After instantiating the model, we pass in the data and the model will return three parameters. The reconstructed output, the mu and logvar parameters. We then use the mu and logvar to calculate the KL divergence loss. The total loss will be the sum of the reconstruction loss and KL divergence loss. Hence we calculate the gradients w.r.t the total_loss variable

AutoEncoders vs Variational AutoEncoders (VAE):

The main difference between VAE and the regular autoencoders is the addition of the latent space and the use of the variational lower bound as the objective function, , which consists of two terms: the reconstruction loss and the KL divergence between the approximate posterior distribution over the latent space and the prior distribution.

In a regular autoencoder, the encoder network maps the input data to a latent representation, and the decoder network maps the latent representation back to the original data. The objective function is typically the reconstruction loss, which measures the difference between the input data and the reconstructed data.

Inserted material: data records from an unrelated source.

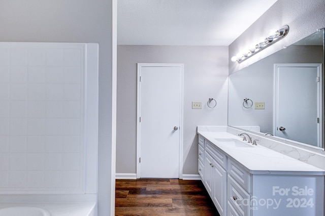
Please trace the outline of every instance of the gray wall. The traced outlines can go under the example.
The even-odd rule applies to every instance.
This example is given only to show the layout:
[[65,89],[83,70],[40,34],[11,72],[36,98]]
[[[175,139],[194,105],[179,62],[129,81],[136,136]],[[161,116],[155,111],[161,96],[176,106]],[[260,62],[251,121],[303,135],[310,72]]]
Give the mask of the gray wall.
[[272,29],[284,25],[289,27],[287,35],[282,40],[238,63],[230,61],[232,73],[288,46],[325,27],[324,0],[278,0],[271,8],[229,46],[229,59],[241,51],[250,47]]
[[112,7],[112,0],[0,0],[0,41],[99,44],[99,216],[111,211]]
[[[137,63],[184,64],[183,173],[190,175],[198,174],[197,126],[227,124],[228,58],[227,47],[118,46],[117,174],[136,173]],[[192,101],[203,109],[192,109]]]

In a VAE, the encoder network still maps the input data to a latent representation, but the latent representation is split into two parts: a mean vector and a log variance vector. These two vectors are used to define a Gaussian distribution over the latent space, which allows the VAE to generate new samples from the latent space by sampling from this distribution. The decoder network is then used to map these latent samples back to the original data space.

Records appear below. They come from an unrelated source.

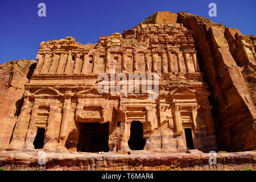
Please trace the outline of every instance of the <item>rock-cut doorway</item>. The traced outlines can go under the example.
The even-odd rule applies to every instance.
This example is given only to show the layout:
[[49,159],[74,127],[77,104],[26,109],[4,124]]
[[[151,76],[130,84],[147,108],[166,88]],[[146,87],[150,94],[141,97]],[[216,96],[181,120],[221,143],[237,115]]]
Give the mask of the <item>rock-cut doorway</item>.
[[98,152],[109,151],[109,123],[80,122],[79,130],[77,151]]
[[143,150],[146,140],[143,138],[143,124],[139,121],[133,121],[131,123],[130,138],[128,145],[131,150]]

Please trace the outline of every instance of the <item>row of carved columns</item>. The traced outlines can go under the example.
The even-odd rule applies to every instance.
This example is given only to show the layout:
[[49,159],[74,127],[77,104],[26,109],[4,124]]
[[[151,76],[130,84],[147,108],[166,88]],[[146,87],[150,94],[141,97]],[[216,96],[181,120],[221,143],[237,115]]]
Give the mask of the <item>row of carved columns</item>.
[[[109,73],[110,69],[110,55],[112,52],[109,50],[107,50],[105,54],[105,72]],[[183,55],[181,52],[178,51],[174,51],[172,50],[167,50],[167,61],[166,60],[165,51],[134,51],[133,52],[133,72],[137,72],[139,71],[138,68],[138,54],[142,53],[144,56],[144,61],[145,63],[145,72],[158,72],[158,65],[156,64],[156,55],[159,55],[161,59],[161,67],[162,73],[167,73],[174,72],[174,65],[177,64],[178,67],[178,72],[183,72],[183,61],[185,62],[185,69],[187,72],[200,72],[199,65],[196,57],[196,51],[185,51],[183,52]],[[172,60],[171,54],[174,53],[176,56],[175,60]],[[127,53],[125,51],[121,51],[121,55],[122,56],[122,71],[126,72],[127,69]],[[193,64],[191,64],[189,61],[189,55],[192,56],[193,60]],[[152,69],[150,68],[150,59],[149,57],[152,56]],[[94,54],[89,55],[81,53],[76,53],[75,60],[72,60],[72,55],[71,52],[68,53],[60,53],[60,55],[58,56],[57,53],[54,53],[53,56],[49,53],[46,53],[44,56],[42,55],[38,55],[36,59],[38,60],[38,64],[37,68],[35,71],[36,73],[86,73],[88,71],[87,70],[87,67],[88,64],[91,64],[91,70],[89,71],[92,73],[97,72],[94,68],[94,61],[97,55]],[[92,63],[89,63],[89,57],[92,57]],[[59,58],[58,59],[58,57]],[[183,59],[181,57],[184,57]],[[81,70],[79,70],[79,64],[81,61],[80,60],[83,60]],[[74,63],[72,64],[72,61]],[[175,61],[177,61],[176,63]],[[166,65],[167,64],[167,65]],[[71,67],[73,66],[73,68]],[[151,70],[152,69],[152,70]],[[72,73],[71,71],[72,71]]]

To summarize, the main differences between a VAE and a regular autoencoder are the use of a latent space with a probabilistic interpretation, and the use of the variational lower bound as the objective function.

Disadvantages of VAEs:

Now that explored the benefits and advantages of VAEs, particularly in the anomaly detection domain, let’s explore some of its disadvantages:

VAEs may not be as effective for data that is highly variable or has multiple modes of normal behavior.
VAEs can also be sensitive to the different choices of hyperparameters, such as the latent dimension and the learning rate, which can make them difficult to optimize.
VAEs can be computationally expensive to train, as they require sampling from the latent space and back-propagating through the sampling process.
VAEs may struggle to capture complex relationships between the input data and the latent variables, particularly when the data is highly structured or correlated.
VAEs may produce blurry or low-quality reconstructions, particularly when the latent dimension is small or the training data is noisy.

In conclusion, VAEs are a powerful and flexible tool for learning the underlying structure and variability of a dataset, and for generating new samples. However, they also have some limitations and challenges that should be considered when deciding whether to use a VAE for a particular task.